Lcz's Mock AMC 10A Problems

Revision as of 13:07, 30 June 2020 by Lcz (talk | contribs) (Problem 4)

Instructions

1. All rules of a regular AMC 10 apply.

2. Please submit your answers in a DM to me (Lcz).

3. Don't cheat.

Here's the problems!

Problem 1

Find the value of $2^{0+1+2}+2+0(1+(2))+20(12)$.

$\textbf{(A)}\ 8 \qquad\textbf{(B)}\ 248 \qquad\textbf{(C)}\ 250 \qquad\textbf{(D)}\ 252 \qquad\textbf{(E)}\ 254$

Problem 2

If $|x-2|=0$, and $|y-3|=1$, find the sum of all possible values of $|xy|$.

$\textbf{(A)}\ 0 \qquad\textbf{(B)}\ 4 \qquad\textbf{(C)}\ 8 \qquad\textbf{(D)}\ 12 \qquad\textbf{(E)}\ 16$

Problem 3

What is $1*2+2*3+3*4+4*5+5*6+6*7+7*8$?

$\textbf{(A)}\ 84 \qquad\textbf{(B)}\ 120 \qquad\textbf{(C)}\ 138 \qquad\textbf{(D)}\ 150 \qquad\textbf{(E)}\ 168$

Problem 4

Find the sum of all positive integer $x$ and $y$ such that

(1) $|x-y| \geq 0$

(2) $x+y \leq 6$

(3) $xy \leq 8$

Problem 10

Jack and Jill play a (bad) game on a number line which contains the integers. Jack starts at $-1$, and Jill starts at $18$. Every turn, the judge flip a standard six sided die. If the number rolled is a square number, Jack moves to the right $10$ units. Otherwise, Jill moves to the left $5$ units. Find the probability for which Jack and Jill pass each other for the first time in $3$ moves.

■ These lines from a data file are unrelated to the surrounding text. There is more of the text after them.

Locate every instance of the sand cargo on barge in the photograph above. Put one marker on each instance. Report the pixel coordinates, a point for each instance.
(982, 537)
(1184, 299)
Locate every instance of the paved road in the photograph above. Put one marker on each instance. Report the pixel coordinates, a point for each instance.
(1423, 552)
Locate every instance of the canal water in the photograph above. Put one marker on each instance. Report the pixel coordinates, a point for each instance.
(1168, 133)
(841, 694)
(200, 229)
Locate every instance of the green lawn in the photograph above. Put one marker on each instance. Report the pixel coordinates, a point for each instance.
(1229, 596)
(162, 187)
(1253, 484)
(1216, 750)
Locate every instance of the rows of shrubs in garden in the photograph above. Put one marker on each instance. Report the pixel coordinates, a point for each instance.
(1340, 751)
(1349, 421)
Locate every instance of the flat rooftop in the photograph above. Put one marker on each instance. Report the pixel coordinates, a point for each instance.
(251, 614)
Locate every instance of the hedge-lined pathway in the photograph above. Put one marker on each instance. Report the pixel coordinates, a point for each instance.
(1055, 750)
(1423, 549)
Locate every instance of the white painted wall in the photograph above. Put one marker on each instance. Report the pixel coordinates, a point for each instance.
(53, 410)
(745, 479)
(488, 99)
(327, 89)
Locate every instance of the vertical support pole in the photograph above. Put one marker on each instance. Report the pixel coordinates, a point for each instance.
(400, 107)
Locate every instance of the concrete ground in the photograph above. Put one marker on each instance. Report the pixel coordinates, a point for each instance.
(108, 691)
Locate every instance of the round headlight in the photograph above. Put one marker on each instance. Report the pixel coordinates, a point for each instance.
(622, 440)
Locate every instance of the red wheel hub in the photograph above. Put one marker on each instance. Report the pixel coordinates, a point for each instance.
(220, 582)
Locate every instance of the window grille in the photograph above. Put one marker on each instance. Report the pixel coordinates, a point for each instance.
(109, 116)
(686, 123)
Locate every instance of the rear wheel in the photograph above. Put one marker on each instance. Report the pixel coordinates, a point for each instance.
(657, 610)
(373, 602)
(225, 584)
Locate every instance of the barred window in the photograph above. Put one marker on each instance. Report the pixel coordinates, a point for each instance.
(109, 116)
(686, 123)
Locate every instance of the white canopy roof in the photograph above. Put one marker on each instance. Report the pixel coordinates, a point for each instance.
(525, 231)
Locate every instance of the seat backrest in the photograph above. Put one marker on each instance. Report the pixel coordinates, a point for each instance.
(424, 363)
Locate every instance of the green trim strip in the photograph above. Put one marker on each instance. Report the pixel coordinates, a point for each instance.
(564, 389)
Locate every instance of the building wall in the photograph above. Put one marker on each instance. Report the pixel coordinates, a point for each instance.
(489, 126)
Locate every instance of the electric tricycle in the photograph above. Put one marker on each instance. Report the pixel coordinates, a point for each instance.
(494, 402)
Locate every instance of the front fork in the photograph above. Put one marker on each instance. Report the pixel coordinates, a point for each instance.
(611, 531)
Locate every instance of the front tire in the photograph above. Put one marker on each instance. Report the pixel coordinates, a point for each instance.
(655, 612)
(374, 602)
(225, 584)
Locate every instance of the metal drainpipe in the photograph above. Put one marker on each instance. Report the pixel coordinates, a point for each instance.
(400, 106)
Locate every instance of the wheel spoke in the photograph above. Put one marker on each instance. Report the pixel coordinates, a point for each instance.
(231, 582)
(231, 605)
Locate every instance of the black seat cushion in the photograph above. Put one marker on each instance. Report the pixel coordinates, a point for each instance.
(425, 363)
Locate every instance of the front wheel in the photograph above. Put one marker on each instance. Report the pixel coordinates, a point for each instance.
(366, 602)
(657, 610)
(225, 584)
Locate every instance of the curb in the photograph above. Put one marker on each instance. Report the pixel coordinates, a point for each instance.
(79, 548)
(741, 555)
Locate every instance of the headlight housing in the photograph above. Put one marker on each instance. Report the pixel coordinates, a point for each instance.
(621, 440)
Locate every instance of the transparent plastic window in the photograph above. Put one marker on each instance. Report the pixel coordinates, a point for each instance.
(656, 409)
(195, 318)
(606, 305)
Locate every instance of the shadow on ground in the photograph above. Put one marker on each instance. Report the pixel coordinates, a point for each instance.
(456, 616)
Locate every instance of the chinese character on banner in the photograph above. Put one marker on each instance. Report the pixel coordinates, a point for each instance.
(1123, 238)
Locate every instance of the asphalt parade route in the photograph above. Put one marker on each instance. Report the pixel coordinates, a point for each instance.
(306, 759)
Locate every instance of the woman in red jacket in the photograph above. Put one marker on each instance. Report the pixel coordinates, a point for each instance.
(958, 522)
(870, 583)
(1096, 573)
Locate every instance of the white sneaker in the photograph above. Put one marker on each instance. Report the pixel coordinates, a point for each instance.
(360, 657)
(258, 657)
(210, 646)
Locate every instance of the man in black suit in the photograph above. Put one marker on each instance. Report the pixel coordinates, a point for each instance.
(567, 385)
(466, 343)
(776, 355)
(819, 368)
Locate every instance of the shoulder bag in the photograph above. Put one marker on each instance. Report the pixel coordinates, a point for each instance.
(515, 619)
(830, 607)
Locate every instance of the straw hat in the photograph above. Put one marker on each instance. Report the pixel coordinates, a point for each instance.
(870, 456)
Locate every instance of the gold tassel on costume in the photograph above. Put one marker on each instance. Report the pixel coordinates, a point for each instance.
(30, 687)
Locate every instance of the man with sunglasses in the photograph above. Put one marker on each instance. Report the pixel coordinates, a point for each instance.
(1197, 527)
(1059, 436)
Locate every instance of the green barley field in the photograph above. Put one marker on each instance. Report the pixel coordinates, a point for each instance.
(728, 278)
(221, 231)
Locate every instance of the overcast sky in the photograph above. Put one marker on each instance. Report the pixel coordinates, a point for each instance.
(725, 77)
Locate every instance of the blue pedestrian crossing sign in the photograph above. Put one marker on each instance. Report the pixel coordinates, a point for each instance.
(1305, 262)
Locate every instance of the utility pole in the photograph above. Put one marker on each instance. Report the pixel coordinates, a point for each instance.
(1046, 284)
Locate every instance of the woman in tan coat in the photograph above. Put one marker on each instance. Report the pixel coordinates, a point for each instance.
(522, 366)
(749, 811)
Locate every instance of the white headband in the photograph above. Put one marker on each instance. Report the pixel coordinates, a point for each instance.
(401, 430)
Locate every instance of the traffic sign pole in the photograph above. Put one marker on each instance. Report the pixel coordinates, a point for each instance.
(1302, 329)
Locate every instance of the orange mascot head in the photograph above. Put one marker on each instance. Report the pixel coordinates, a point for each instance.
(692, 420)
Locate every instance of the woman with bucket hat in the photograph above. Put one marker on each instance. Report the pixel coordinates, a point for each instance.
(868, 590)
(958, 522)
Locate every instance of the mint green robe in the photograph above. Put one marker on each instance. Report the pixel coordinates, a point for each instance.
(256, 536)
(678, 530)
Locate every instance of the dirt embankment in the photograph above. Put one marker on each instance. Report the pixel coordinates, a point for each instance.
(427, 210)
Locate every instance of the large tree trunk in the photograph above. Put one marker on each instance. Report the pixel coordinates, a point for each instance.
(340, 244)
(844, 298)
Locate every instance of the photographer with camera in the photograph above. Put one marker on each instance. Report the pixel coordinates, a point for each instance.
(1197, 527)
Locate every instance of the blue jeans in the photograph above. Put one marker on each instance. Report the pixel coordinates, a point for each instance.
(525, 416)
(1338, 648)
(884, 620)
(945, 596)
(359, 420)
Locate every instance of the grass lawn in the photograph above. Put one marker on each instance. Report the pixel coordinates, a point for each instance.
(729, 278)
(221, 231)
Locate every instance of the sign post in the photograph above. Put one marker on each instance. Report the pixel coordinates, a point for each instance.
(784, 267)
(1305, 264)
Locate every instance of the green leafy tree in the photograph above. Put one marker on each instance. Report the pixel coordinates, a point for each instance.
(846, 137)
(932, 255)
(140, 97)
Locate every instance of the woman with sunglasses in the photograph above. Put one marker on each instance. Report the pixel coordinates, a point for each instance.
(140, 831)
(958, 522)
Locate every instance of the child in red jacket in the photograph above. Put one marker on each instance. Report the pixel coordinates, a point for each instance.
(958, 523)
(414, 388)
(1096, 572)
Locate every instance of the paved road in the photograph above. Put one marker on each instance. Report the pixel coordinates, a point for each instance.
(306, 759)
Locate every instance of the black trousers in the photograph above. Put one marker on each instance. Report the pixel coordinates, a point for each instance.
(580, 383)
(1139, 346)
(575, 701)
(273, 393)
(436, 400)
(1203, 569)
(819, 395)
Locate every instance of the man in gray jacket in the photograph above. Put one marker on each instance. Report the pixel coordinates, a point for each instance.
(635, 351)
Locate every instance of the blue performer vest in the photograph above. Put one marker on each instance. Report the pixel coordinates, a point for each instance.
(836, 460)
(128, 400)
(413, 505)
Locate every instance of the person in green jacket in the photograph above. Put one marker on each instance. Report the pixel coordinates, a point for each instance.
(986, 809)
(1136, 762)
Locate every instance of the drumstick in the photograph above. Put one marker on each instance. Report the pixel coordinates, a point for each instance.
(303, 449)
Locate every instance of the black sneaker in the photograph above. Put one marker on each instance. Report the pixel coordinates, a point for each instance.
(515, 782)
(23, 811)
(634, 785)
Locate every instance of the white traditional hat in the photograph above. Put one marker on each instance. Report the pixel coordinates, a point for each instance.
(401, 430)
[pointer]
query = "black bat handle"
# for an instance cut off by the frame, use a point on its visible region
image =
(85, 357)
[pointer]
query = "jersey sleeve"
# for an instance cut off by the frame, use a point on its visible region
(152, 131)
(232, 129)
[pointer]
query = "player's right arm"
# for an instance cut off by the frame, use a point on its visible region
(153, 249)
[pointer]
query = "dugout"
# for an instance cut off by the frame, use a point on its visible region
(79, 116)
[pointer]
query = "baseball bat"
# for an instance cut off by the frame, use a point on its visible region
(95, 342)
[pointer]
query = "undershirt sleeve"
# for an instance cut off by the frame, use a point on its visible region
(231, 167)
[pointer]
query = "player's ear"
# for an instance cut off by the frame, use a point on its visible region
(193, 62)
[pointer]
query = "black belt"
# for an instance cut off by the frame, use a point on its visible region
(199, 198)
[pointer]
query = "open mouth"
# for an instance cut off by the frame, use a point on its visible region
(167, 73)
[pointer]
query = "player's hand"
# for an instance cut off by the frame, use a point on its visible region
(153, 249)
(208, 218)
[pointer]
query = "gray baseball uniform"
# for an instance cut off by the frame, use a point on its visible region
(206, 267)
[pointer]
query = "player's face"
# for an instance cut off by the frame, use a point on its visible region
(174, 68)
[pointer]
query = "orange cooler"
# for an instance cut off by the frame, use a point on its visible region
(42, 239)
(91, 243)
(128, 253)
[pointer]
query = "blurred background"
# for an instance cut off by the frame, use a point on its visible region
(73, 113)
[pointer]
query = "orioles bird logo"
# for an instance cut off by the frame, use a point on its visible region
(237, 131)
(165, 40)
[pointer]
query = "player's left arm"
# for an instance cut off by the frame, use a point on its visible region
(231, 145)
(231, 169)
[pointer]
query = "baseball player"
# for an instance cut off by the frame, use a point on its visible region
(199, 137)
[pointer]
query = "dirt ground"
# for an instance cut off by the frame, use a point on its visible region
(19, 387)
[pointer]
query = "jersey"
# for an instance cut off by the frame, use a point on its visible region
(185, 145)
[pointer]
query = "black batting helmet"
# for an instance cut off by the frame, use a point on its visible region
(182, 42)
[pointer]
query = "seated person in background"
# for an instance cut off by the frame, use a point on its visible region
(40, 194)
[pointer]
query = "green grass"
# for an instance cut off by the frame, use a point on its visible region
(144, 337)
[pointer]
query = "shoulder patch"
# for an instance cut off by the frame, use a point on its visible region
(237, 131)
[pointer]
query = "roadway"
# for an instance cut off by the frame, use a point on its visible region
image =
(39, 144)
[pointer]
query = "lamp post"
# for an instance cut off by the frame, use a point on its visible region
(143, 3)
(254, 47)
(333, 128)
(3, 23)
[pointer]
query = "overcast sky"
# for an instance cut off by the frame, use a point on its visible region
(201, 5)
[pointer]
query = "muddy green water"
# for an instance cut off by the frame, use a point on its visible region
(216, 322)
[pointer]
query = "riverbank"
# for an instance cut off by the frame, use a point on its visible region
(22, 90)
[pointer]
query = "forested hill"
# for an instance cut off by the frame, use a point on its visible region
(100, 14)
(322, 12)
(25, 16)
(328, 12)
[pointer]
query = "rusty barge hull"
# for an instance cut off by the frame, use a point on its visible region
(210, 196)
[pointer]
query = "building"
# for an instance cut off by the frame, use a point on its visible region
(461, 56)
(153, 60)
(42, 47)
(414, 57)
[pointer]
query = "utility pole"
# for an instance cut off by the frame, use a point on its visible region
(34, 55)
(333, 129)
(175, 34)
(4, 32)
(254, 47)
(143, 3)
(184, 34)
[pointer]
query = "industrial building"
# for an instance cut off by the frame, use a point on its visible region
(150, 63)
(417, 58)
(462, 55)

$\textbf{(A)}\ 4/27 \qquad\textbf{(B)}\ 2/9 \qquad\textbf{(C)}\ 1/3 \qquad\textbf{(D)}\ 4/9 \qquad\textbf{(E)}\ 2/3$

Problem 13

How many $4$-digit integers contain a substring of digits that is divisible by $4$? (For example, count in $1532$ because it contains $32$, but don't count in $1734$.)